The CDs and many of the LPs in our general collection are listed in the online catalog. (Please visit our tutorial if you need more information about how to use the online catalog to customize your search for recordings or other music materials.) Many additional LPs are listed only in the card catalog in the Audio Center. Call numbers for CDs start with LPCD; call numbers for LPs start with LPZ. These are local call numbers created here at UNT, and they enable us to put the recordings in findable numerical order. They do not serve to classify the recordings, however. (We use Library of Congress call numbers to classify our music books and scores; the result is that similar items are on the shelves together.)
CDs from our general collection are housed in the Audio Center, but many of our recordings in older formats are in remote storage. If your search results show the location of the item you need as remote storage, this means that it is not housed in the Audio Center and cannot be accessed immediately. To obtain it, please fill out the Library Materials Delivery Request Form. The library courier will then retrieve it from our remote storage facility and deliver it to the Music Library. This usually takes 24 hours or less during the week. You should receive an e-mail message when it has been delivered. In case you didn't get a message, however, you are welcome to phone the Audio Center at (940) 565-2857 and ask if the item has arrived, or just come by the Audio Center 24 hours after you submitted your request.
The 78 rpm records in our collection are kept in our remote storage facility and are not cataloged. Instead, they are shelved first by label and then by manufacturers' numbers. You may know of a specific 78 you need to listen to, or you may want to find out if there are 78s of certain pieces or certain performers. You can use various sources to identify specific 78s, such as the numerous discographies in our Music Reference collection. Also, we own an important source that cites virtually every 78 ever made, the Rigler and Deutsch Record Index, which we have on microfiche. If you need help identifying a 78 and finding out whether we own it, please consult Andrew Justice, Librarian for Audio and Digital Services. He can be reached at (940) 369-7061 or ajustice@library.unt.edu If we have a 78 you want to hear, we can play it for you.
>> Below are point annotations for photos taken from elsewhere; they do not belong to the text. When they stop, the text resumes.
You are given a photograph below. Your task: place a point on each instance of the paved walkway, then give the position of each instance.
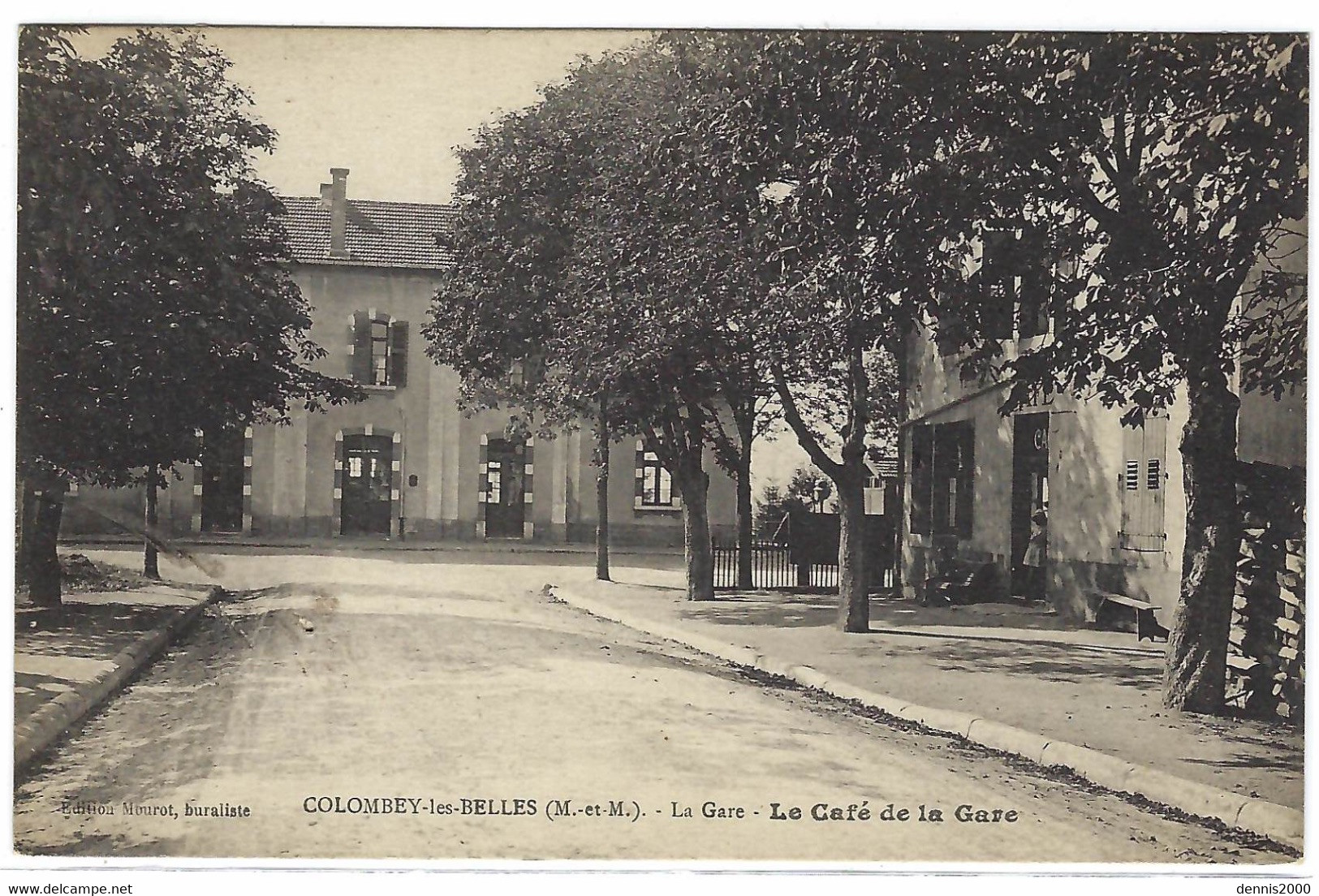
(337, 544)
(70, 659)
(1013, 666)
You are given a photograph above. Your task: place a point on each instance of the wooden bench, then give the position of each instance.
(962, 582)
(1146, 626)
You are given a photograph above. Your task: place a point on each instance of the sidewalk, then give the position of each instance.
(69, 660)
(963, 670)
(350, 544)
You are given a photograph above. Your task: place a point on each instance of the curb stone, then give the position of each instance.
(35, 734)
(1277, 822)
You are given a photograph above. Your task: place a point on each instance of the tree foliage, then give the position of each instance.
(1169, 173)
(152, 299)
(584, 246)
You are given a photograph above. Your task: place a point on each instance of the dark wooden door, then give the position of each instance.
(222, 480)
(369, 480)
(1029, 487)
(504, 489)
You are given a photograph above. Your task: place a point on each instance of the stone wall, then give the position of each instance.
(1266, 649)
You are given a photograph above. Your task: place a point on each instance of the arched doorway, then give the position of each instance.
(369, 483)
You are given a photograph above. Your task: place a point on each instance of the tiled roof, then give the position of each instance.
(380, 234)
(886, 467)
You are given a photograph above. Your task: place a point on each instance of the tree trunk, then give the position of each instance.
(601, 506)
(151, 560)
(852, 586)
(1196, 651)
(694, 485)
(901, 520)
(744, 506)
(38, 561)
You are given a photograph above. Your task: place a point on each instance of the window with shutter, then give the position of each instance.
(966, 478)
(377, 350)
(954, 478)
(922, 478)
(359, 349)
(998, 282)
(1143, 495)
(399, 354)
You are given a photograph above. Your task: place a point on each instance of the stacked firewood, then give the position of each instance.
(1266, 642)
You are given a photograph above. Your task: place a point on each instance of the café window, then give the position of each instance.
(377, 350)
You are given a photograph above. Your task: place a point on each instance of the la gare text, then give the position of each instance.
(632, 811)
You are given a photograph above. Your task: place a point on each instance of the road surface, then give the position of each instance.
(390, 706)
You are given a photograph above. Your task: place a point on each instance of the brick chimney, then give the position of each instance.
(334, 197)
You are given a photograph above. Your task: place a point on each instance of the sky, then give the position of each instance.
(390, 106)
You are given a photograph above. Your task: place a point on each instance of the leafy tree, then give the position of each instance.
(584, 243)
(846, 137)
(1169, 170)
(151, 296)
(797, 497)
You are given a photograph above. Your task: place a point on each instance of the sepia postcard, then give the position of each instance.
(766, 446)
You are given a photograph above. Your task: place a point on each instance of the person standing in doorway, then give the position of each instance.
(1034, 557)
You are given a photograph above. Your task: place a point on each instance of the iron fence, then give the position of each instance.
(772, 567)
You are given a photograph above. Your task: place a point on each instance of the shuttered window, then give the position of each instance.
(377, 350)
(943, 478)
(922, 454)
(1143, 485)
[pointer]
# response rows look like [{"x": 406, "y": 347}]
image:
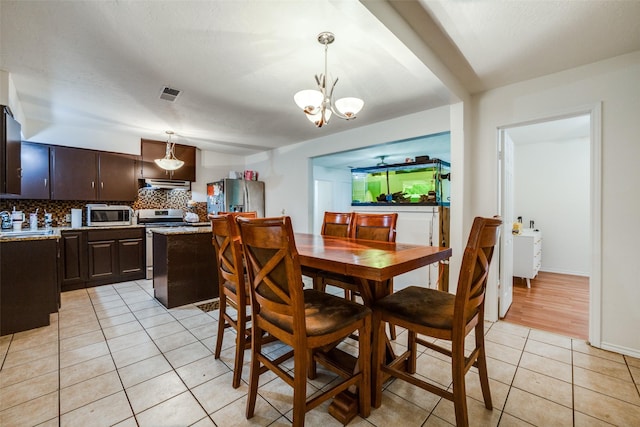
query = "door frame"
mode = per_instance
[{"x": 595, "y": 182}]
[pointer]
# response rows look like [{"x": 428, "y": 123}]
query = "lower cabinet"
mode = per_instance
[
  {"x": 28, "y": 287},
  {"x": 100, "y": 257}
]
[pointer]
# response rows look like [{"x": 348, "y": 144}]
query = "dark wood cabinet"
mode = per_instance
[
  {"x": 73, "y": 260},
  {"x": 35, "y": 172},
  {"x": 79, "y": 174},
  {"x": 10, "y": 147},
  {"x": 152, "y": 150},
  {"x": 28, "y": 286},
  {"x": 102, "y": 256}
]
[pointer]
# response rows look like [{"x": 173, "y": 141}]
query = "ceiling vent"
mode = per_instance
[{"x": 169, "y": 94}]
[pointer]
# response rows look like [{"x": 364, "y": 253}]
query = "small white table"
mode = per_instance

Many LPs in our special collections are in remote storage; they are not in the online or card catalogs. They are shelved by label and then by manufacturers' numbers, so that staff members can search for them. Therefore, if you know of a certain LP you need to listen to that is not in the online catalog and not in the card catalog in the Audio Center, please do not give up. It might well be in our special collections. If you need help finding out whether we own an LP that is not in the catalogs, please consult Andrew Justice at the above number or e-mail address. If you need help to determine whether an LP or CD of a certain piece or performer exists, you can consult any member of the Music Library full-time staff.